Conversation
Migrate openstack/scs2 and docker/scs2 cluster stacks to CAPI v1beta2:
CAPI v1beta2 Migration:
- ClusterClass, KubeadmControlPlaneTemplate, KubeadmConfigTemplate -> v1beta2
- Infrastructure resources (CAPO/CAPD) remain v1beta1 (providers not yet v1beta2)
- ref -> templateRef, workers template: wrapper removed
- extraArgs/kubeletExtraArgs converted from map to list of {name, value}
- oidcConfig patches use extraArgs/- (list-append) pattern
- apiServer: {} removed (fails minProperties:1, created dynamically by patches)

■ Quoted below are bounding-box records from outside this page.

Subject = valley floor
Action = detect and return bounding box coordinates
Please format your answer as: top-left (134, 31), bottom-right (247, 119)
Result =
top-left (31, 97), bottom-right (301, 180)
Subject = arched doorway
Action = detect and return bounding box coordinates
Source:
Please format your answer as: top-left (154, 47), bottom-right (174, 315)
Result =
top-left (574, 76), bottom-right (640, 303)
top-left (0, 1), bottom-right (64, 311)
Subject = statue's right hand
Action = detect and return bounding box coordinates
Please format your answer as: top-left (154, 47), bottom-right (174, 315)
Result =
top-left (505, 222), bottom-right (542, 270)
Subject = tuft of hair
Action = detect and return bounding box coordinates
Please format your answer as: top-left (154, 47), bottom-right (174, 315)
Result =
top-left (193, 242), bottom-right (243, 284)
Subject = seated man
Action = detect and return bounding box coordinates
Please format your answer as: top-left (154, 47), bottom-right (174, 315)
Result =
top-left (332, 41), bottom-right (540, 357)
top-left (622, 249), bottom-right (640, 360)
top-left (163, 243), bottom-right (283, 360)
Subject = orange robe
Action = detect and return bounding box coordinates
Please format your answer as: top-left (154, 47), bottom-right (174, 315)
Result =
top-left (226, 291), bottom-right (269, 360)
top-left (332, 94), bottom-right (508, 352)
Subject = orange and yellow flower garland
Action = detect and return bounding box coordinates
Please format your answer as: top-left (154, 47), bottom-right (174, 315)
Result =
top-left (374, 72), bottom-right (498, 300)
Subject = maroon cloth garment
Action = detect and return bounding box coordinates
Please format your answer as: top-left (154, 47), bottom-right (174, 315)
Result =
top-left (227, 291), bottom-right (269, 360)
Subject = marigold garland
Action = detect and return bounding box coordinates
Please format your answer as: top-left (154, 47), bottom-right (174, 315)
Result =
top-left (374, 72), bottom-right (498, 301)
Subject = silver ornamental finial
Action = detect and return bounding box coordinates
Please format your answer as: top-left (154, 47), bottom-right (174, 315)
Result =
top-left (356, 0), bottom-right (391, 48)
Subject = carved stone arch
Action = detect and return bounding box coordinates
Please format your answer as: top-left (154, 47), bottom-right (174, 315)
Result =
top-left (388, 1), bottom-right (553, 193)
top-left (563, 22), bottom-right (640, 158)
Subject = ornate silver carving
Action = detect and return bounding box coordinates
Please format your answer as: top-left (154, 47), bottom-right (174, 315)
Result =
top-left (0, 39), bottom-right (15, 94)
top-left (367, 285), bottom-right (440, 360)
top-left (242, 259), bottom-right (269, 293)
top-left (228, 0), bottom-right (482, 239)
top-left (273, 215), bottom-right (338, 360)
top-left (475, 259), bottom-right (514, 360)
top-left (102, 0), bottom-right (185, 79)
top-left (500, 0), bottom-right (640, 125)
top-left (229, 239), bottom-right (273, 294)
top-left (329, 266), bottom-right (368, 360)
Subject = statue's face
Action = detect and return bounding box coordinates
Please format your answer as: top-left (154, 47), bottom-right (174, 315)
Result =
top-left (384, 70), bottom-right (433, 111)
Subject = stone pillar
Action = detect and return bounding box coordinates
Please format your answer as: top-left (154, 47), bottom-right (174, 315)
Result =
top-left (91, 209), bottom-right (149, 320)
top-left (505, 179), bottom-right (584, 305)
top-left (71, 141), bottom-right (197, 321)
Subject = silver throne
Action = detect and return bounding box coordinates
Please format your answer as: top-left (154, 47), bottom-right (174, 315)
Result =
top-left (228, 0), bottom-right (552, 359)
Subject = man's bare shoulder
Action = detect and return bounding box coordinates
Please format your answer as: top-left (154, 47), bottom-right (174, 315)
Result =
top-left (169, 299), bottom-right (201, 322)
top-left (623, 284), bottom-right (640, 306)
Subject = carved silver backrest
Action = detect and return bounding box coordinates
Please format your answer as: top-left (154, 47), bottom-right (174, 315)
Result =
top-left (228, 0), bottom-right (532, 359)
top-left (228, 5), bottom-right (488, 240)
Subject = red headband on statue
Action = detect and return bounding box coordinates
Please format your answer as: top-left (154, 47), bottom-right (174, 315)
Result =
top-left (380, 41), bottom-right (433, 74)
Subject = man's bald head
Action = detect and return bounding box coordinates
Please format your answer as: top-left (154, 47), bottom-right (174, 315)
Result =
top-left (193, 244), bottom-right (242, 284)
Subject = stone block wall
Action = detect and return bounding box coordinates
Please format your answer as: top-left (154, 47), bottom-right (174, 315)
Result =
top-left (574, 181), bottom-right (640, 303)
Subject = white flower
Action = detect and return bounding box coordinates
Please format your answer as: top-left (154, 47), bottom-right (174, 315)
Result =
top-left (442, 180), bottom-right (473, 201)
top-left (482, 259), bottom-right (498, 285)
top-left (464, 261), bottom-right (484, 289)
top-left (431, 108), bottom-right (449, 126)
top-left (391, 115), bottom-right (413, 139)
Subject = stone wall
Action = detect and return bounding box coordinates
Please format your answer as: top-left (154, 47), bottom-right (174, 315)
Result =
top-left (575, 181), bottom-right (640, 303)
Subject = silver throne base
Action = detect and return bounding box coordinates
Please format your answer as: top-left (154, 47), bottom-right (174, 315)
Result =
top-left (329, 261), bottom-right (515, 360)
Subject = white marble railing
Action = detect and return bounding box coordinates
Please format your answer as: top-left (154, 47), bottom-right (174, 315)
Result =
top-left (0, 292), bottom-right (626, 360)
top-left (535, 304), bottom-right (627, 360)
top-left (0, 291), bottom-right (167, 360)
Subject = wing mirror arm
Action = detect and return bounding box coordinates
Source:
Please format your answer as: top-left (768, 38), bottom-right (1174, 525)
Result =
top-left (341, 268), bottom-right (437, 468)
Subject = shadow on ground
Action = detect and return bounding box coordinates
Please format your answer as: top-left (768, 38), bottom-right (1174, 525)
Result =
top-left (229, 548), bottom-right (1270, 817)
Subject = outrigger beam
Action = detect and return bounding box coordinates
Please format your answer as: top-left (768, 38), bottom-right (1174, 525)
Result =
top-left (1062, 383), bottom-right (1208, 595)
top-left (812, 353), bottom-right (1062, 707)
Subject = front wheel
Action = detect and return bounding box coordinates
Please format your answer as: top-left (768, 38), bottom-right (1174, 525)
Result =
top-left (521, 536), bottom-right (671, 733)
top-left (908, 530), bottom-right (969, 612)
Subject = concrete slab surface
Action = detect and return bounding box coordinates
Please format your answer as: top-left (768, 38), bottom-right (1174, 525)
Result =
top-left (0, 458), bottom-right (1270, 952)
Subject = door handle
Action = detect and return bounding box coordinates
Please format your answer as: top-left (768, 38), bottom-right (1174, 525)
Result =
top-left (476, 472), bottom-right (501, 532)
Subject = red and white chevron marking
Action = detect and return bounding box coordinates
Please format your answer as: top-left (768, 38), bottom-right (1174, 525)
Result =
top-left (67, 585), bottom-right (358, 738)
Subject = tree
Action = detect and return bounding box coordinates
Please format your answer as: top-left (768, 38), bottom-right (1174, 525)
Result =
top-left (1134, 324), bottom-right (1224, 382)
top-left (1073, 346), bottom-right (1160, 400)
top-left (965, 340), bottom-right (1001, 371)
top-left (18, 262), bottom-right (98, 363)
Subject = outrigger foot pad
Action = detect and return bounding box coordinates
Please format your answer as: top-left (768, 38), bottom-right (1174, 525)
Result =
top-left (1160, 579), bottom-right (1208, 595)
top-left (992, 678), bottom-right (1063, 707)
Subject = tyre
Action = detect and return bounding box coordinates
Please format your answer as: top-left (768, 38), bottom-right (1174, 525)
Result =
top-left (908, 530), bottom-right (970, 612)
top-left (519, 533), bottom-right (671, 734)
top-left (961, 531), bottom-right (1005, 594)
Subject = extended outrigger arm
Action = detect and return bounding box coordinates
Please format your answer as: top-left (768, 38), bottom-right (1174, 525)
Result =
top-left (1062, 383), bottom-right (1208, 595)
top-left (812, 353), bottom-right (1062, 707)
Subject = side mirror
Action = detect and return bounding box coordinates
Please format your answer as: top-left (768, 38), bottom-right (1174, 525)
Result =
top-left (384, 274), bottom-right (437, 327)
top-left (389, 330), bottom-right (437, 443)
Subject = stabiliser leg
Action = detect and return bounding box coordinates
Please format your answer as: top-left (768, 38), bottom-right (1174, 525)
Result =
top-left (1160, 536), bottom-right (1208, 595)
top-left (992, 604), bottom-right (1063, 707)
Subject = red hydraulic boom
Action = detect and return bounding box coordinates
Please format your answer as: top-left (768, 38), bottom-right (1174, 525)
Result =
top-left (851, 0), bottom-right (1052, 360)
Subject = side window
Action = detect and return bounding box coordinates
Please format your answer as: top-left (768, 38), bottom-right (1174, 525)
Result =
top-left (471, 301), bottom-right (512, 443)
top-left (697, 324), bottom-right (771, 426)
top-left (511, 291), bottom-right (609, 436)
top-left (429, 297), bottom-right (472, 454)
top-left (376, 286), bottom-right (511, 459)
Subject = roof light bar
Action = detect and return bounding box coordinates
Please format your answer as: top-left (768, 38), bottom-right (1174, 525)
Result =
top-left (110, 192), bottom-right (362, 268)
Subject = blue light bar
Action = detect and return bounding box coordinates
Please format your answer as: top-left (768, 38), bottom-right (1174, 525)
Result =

Variable Defaults Consolidation:
- All ClusterClass variable defaults moved to values.yaml
- Templates reference {{ .Values.variables.* }} instead of hardcoded values
- 20+ variables for openstack/scs2, 4 for docker/scs2
New Features:
- Registry mirrors: registryMirrors array variable with containerd hosts.toml patches
- OIDC authentication: Full oidcConfig variable + 6 apiServer extraArgs patches
- certSANs: Extra Subject Alternative Names for API server cert
- AfterClusterUpgrade hook: Third lifecycle stage in clusteraddon.yaml
Security Hardening:
- controller-manager: --profiling=false, --terminated-pod-gc-threshold=100
- scheduler: --profiling=false
- etcd: metrics exposed, auto-compaction, tuned election/heartbeat
- kube-proxy: metrics on 0.0.0.0:10249 (docker/scs2)
docker/scs2 (new stack):
- Complete new cluster stack for Docker provider with v1beta2
- Cilium 1.19.0 with Gateway API + SCTP support
- metrics-server 3.13.0
- Multi-version build support (versions.yaml: 1.32-1.35)
Addon Version Bumps (openstack/scs2):
- Cilium 1.18.5 -> 1.19.0
- openstack-cloud-controller-manager 2.34.1 -> 2.34.2
- openstack-cinder-csi 2.34.1 -> 2.34.3
- versions.yaml: key renames (occm/cinder_csi -> full chart names), ubuntu field
Documentation:
- Rewritten overview.md, configuration.md
- New quickstart.mdx (Docusaurus Tabs for provider selection)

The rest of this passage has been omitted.